Around 20,000 people across 17 provinces have fled their homes since Megi, known in the Philippines by its local name Agaton, made landfall on Sunday.
TROPICAL CYCLONE BULLETIN NO. 28— Disaster Information Service PH (@DisasterInfoPH) April 12, 2022
Tropical Depression “#AgatonPH”
Issued at 2:00 PM, 12 April 2022
“AGATON” IS NOW MOVING OVER LLORENTE, EASTERN SAMAR.
Source: DOST-PAGASA#LagingHandaPH pic.twitter.com/qvC6KPnrAx
Local police chief Lt. Col. Joemen Collado said 22 people had died as a result of landslides in four villages in Baybay city in central Leyte province, some 600 kilometers (373 miles) south-east of Manila.

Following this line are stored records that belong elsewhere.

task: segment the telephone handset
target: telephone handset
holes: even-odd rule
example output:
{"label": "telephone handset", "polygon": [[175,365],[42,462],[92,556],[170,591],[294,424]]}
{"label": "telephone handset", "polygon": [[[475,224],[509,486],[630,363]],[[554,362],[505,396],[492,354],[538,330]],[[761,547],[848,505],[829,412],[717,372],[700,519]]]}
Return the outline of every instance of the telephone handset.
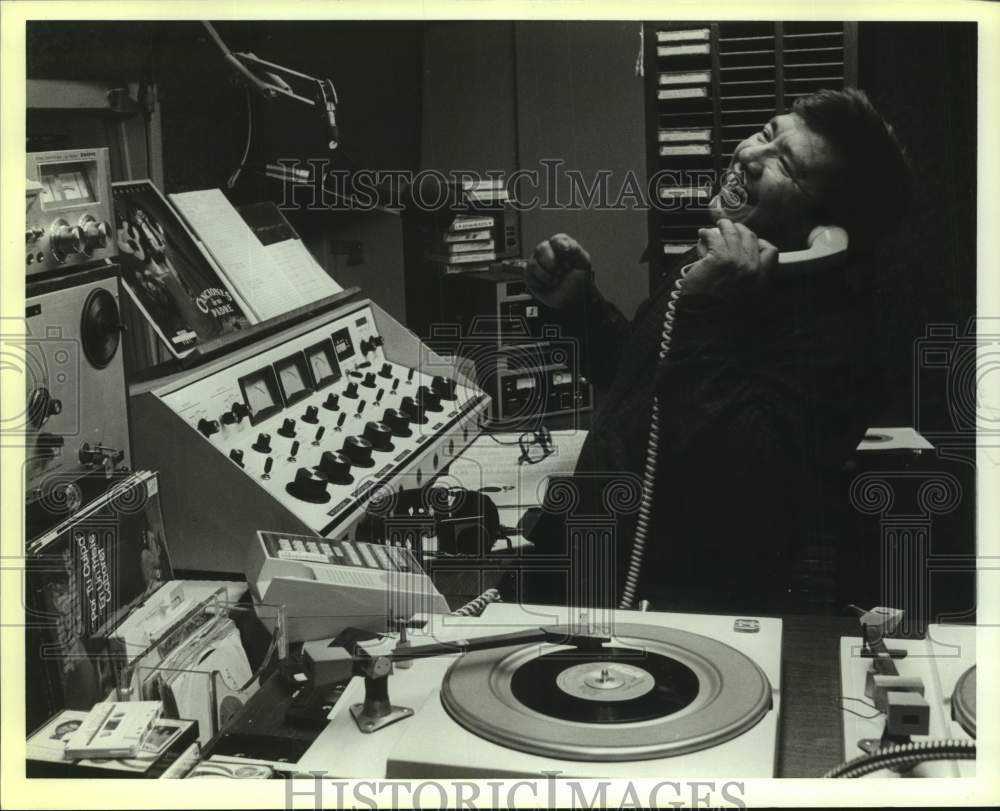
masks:
{"label": "telephone handset", "polygon": [[[807,272],[840,264],[850,239],[847,231],[839,225],[817,225],[809,232],[807,243],[809,247],[801,251],[783,251],[778,254],[779,272]],[[701,256],[706,253],[700,243],[698,253]]]}
{"label": "telephone handset", "polygon": [[[821,270],[840,264],[847,252],[849,239],[847,231],[836,225],[818,225],[809,232],[807,240],[809,247],[801,251],[786,251],[778,254],[778,273],[806,273]],[[699,253],[704,256],[702,246]],[[685,269],[686,271],[686,269]],[[660,357],[662,363],[670,352],[670,341],[674,331],[674,314],[677,299],[684,291],[684,274],[674,284],[670,293],[670,303],[663,319],[663,332],[660,338]],[[619,608],[631,608],[635,602],[636,589],[639,586],[639,575],[642,571],[642,558],[646,546],[646,536],[653,513],[653,490],[656,484],[656,463],[660,447],[660,403],[654,395],[653,409],[649,419],[649,440],[646,445],[646,462],[642,472],[642,498],[639,502],[639,515],[632,540],[632,550],[629,555],[628,567],[625,570],[625,588],[619,601]]]}
{"label": "telephone handset", "polygon": [[779,269],[809,271],[839,264],[850,242],[847,231],[839,225],[817,225],[807,241],[809,247],[804,250],[779,253]]}

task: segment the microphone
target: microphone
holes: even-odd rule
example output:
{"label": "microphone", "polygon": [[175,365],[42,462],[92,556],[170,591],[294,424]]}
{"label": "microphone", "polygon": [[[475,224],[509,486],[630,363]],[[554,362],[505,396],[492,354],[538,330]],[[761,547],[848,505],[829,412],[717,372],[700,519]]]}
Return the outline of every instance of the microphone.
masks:
{"label": "microphone", "polygon": [[327,144],[332,152],[340,146],[340,128],[337,126],[337,91],[329,79],[317,79],[316,106],[327,127],[330,140]]}

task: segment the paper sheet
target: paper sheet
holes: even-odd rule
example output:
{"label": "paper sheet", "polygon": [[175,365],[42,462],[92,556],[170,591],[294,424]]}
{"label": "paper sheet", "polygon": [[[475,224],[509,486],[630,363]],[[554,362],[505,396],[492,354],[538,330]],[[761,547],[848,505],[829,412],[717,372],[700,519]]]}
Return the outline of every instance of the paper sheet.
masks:
{"label": "paper sheet", "polygon": [[170,199],[260,320],[343,289],[300,240],[262,245],[219,189],[172,194]]}

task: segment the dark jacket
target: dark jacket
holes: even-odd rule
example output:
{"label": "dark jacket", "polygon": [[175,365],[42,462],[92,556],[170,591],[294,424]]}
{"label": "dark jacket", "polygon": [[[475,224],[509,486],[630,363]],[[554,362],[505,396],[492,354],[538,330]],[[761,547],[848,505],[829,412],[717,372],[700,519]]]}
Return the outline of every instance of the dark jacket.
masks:
{"label": "dark jacket", "polygon": [[786,610],[791,562],[828,537],[830,505],[847,499],[831,493],[836,472],[881,403],[873,300],[855,263],[778,275],[738,306],[682,296],[661,362],[670,293],[695,258],[678,264],[631,323],[596,290],[564,314],[564,334],[579,342],[583,370],[603,396],[577,462],[578,503],[543,515],[532,540],[563,551],[572,546],[567,524],[613,518],[605,559],[615,561],[617,601],[636,512],[627,498],[616,510],[607,485],[622,474],[641,481],[655,392],[659,453],[637,597],[658,610]]}

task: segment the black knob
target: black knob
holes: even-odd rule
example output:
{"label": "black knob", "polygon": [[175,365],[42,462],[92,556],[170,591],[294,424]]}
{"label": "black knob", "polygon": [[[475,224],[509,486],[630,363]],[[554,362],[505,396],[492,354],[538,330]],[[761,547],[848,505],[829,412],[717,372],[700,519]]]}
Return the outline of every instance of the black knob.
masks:
{"label": "black knob", "polygon": [[238,464],[240,467],[243,467],[243,451],[241,451],[239,448],[233,448],[229,452],[229,458],[232,459],[234,462],[236,462],[236,464]]}
{"label": "black knob", "polygon": [[375,395],[375,402],[381,403],[383,397],[385,397],[385,389],[379,389],[378,394]]}
{"label": "black knob", "polygon": [[257,451],[257,453],[270,453],[271,452],[271,435],[270,434],[257,434],[257,441],[251,445],[251,447]]}
{"label": "black knob", "polygon": [[223,425],[235,425],[237,423],[236,415],[232,411],[223,411],[219,415],[219,422]]}
{"label": "black knob", "polygon": [[381,370],[378,373],[379,377],[392,377],[392,364],[383,363]]}
{"label": "black knob", "polygon": [[250,416],[250,409],[245,403],[233,403],[233,407],[230,409],[233,416],[236,417],[236,422],[243,422],[244,419]]}
{"label": "black knob", "polygon": [[295,461],[295,457],[298,456],[298,455],[299,455],[299,441],[296,439],[292,443],[291,449],[288,451],[288,461],[289,462],[294,462]]}
{"label": "black knob", "polygon": [[55,399],[49,390],[39,387],[28,398],[28,419],[35,428],[41,428],[53,414],[62,412],[62,401]]}
{"label": "black knob", "polygon": [[442,400],[455,399],[455,381],[450,377],[436,376],[431,381],[431,388],[440,395]]}
{"label": "black knob", "polygon": [[319,422],[319,409],[316,406],[307,406],[306,413],[302,415],[302,422],[315,425]]}
{"label": "black knob", "polygon": [[406,376],[406,382],[407,383],[412,383],[413,382],[413,373],[415,371],[417,371],[417,370],[416,369],[410,369],[410,373]]}
{"label": "black knob", "polygon": [[295,471],[295,481],[286,484],[285,490],[302,501],[324,504],[330,500],[330,494],[326,492],[328,481],[326,476],[307,467],[300,467]]}
{"label": "black knob", "polygon": [[382,422],[389,426],[393,436],[412,436],[410,420],[405,414],[400,414],[395,408],[387,408],[382,415]]}
{"label": "black knob", "polygon": [[417,402],[425,411],[441,411],[441,395],[435,394],[427,386],[417,389]]}
{"label": "black knob", "polygon": [[358,414],[360,414],[362,411],[365,410],[365,406],[366,405],[367,405],[367,403],[364,400],[359,400],[358,401]]}
{"label": "black knob", "polygon": [[350,484],[354,481],[351,460],[340,451],[324,451],[316,470],[334,484]]}
{"label": "black knob", "polygon": [[284,422],[281,423],[281,427],[278,429],[278,433],[287,439],[295,436],[295,420],[291,417],[285,417]]}
{"label": "black knob", "polygon": [[398,388],[399,388],[399,378],[397,377],[395,380],[392,381],[392,390],[393,390],[393,392],[395,392],[396,389],[398,389]]}
{"label": "black knob", "polygon": [[365,379],[361,383],[362,386],[368,389],[375,388],[375,372],[368,372],[365,374]]}
{"label": "black knob", "polygon": [[340,408],[340,395],[330,392],[326,396],[326,400],[323,402],[323,408],[327,411],[336,411]]}
{"label": "black knob", "polygon": [[351,460],[351,464],[355,467],[371,467],[375,464],[372,459],[372,443],[364,437],[347,437],[341,452]]}
{"label": "black knob", "polygon": [[203,417],[198,420],[198,430],[205,436],[211,436],[212,434],[217,434],[219,432],[219,423],[217,420],[206,420]]}
{"label": "black knob", "polygon": [[337,417],[337,430],[338,431],[343,427],[344,421],[346,419],[347,419],[347,412],[346,411],[341,411],[340,412],[340,416]]}
{"label": "black knob", "polygon": [[362,338],[361,343],[358,344],[358,348],[361,350],[362,355],[367,355],[375,348],[375,344],[367,338]]}
{"label": "black knob", "polygon": [[377,451],[394,451],[396,446],[392,444],[392,429],[384,422],[365,423],[364,438],[372,443],[372,447]]}
{"label": "black knob", "polygon": [[272,467],[274,467],[274,457],[268,456],[267,459],[264,460],[264,475],[261,476],[262,479],[270,479],[271,478],[271,468]]}
{"label": "black knob", "polygon": [[409,395],[400,401],[399,410],[409,418],[410,422],[427,422],[427,417],[424,414],[424,407],[420,403],[414,401],[414,399]]}
{"label": "black knob", "polygon": [[352,400],[356,400],[358,397],[358,384],[353,380],[347,384],[347,388],[344,389],[344,396],[350,397]]}
{"label": "black knob", "polygon": [[313,440],[313,445],[319,445],[319,441],[323,438],[323,434],[326,433],[326,426],[321,425],[316,429],[316,438]]}

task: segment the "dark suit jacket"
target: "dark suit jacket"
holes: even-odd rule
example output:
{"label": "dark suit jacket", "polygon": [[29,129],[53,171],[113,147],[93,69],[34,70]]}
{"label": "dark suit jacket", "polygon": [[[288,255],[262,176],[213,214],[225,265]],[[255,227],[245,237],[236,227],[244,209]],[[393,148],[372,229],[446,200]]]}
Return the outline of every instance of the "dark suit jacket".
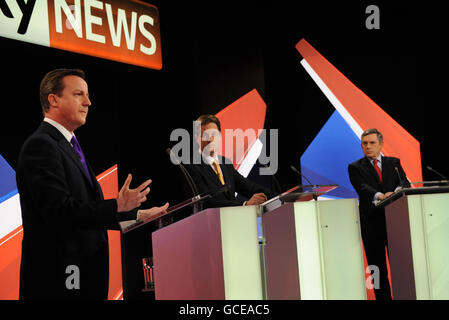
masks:
{"label": "dark suit jacket", "polygon": [[[248,199],[255,193],[260,192],[265,193],[268,199],[277,195],[270,189],[243,177],[237,170],[235,170],[234,165],[229,160],[226,160],[227,162],[225,162],[225,158],[219,157],[219,161],[223,178],[228,185],[228,190],[223,193],[218,193],[211,199],[206,200],[203,206],[204,209],[243,205],[244,201],[236,199],[236,192]],[[190,164],[185,167],[192,176],[199,193],[211,192],[221,186],[217,174],[210,165],[201,163]]]}
{"label": "dark suit jacket", "polygon": [[404,187],[410,187],[398,158],[382,157],[382,183],[368,158],[364,157],[348,166],[349,179],[359,195],[359,211],[364,237],[385,237],[385,210],[373,204],[377,192],[393,192],[401,185],[395,167],[398,168]]}
{"label": "dark suit jacket", "polygon": [[[83,298],[85,290],[66,287],[70,265],[79,268],[81,289],[88,285],[86,275],[97,272],[98,286],[89,284],[90,291],[94,298],[107,298],[106,229],[118,229],[117,203],[103,199],[88,167],[93,185],[70,143],[46,122],[22,146],[16,172],[23,222],[21,299]],[[126,218],[132,216],[135,212]]]}

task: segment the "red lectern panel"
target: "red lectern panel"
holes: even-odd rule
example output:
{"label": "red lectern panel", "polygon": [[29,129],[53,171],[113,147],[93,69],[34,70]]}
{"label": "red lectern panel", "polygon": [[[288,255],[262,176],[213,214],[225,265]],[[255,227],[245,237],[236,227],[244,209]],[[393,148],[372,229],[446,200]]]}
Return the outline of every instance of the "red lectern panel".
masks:
{"label": "red lectern panel", "polygon": [[225,299],[219,211],[153,233],[156,299]]}

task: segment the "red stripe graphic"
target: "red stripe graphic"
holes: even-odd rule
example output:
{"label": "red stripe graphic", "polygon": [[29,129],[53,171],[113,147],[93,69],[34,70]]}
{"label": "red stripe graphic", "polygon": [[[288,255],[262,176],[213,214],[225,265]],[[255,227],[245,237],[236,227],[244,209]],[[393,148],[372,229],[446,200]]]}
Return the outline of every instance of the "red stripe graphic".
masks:
{"label": "red stripe graphic", "polygon": [[[236,169],[240,167],[243,159],[258,139],[258,130],[264,128],[266,111],[267,105],[265,101],[257,90],[253,89],[216,114],[217,118],[220,119],[222,133],[222,145],[217,152],[231,159]],[[243,133],[249,129],[256,134],[254,136],[248,135],[248,139],[240,146],[240,149],[237,149],[239,145],[236,141],[237,139],[243,141],[243,135],[236,134],[232,139],[231,149],[225,146],[226,129],[241,129]]]}
{"label": "red stripe graphic", "polygon": [[22,253],[22,226],[0,240],[0,299],[19,298],[19,271]]}

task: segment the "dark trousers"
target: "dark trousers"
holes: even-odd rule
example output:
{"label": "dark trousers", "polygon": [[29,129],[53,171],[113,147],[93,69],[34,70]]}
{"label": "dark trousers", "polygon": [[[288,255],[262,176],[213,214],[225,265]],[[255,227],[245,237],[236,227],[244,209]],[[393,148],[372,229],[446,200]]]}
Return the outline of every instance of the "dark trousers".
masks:
{"label": "dark trousers", "polygon": [[107,300],[109,287],[109,248],[105,244],[80,266],[78,298]]}
{"label": "dark trousers", "polygon": [[[365,247],[366,260],[368,265],[376,266],[379,270],[379,286],[376,288],[376,281],[374,281],[374,294],[376,300],[391,300],[391,288],[388,281],[387,259],[385,255],[385,248],[388,252],[388,241],[386,236],[378,237],[363,237],[363,246]],[[376,270],[371,268],[371,270]],[[372,276],[376,273],[371,272]]]}
{"label": "dark trousers", "polygon": [[[82,262],[71,259],[45,264],[49,260],[43,256],[42,263],[30,264],[22,258],[20,300],[107,300],[109,248],[106,243]],[[76,270],[66,269],[69,265]]]}
{"label": "dark trousers", "polygon": [[[94,255],[77,265],[79,267],[79,287],[64,288],[68,300],[107,300],[109,287],[109,248],[102,246]],[[66,278],[68,276],[66,275]]]}

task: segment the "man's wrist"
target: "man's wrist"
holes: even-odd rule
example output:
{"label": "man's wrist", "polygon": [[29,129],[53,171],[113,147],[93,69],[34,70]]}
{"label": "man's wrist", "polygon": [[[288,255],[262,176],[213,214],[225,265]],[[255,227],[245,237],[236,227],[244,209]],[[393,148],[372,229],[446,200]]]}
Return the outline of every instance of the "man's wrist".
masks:
{"label": "man's wrist", "polygon": [[115,201],[117,202],[117,212],[122,212],[122,207],[120,205],[120,201],[118,200],[118,198],[115,199]]}

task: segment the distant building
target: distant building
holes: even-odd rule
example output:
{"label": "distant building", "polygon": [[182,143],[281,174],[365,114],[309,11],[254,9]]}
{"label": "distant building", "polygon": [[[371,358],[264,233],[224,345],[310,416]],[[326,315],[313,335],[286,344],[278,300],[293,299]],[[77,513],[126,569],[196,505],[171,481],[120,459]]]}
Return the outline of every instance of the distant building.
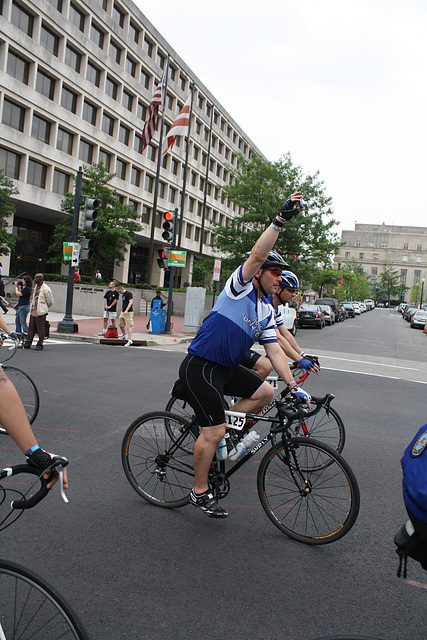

At least six others were reported missing, he added.
Nearly 200 floods
Three people were also killed in the central province of Negros Oriental and three on the main southern island of Mindanao, according to the Philippines' national disaster agency.
Nearly 200 floods were reported in different areas in central and southern provinces over the weekend, flooding houses, severing roads and knocking out power.
Megi has since weakened into a tropical depression, the weather bureau said.
The storm was moving slowly towards the east, but the bureau said its path could change "considering the continuing erratic nature of its movement."
Thunderstorm Advisory No. 4 NCR_PRSD— PAGASA-DOST (@dost_pagasa) April 12, 2022
Issued at: 3:10 PM,12 April 2022 pic.twitter.com/GDnrBybXjm
The weather bureau is also monitoring severe tropical storm Malakas, which maintained its strength as it moved towards the Philippines from the east.
First tropical storm this year
Megi is the first tropical storm of 2022 to hit the Southeast Asian country.
At least 20 storms and typhoons typically batter the Philippines each year, mostly during the rainy season that begins around June.
The disaster-prone nation also lies on the Pacific "Ring of Fire," an area particularly susceptible to other natural disasters such as earthquakes and volcanic eruptions.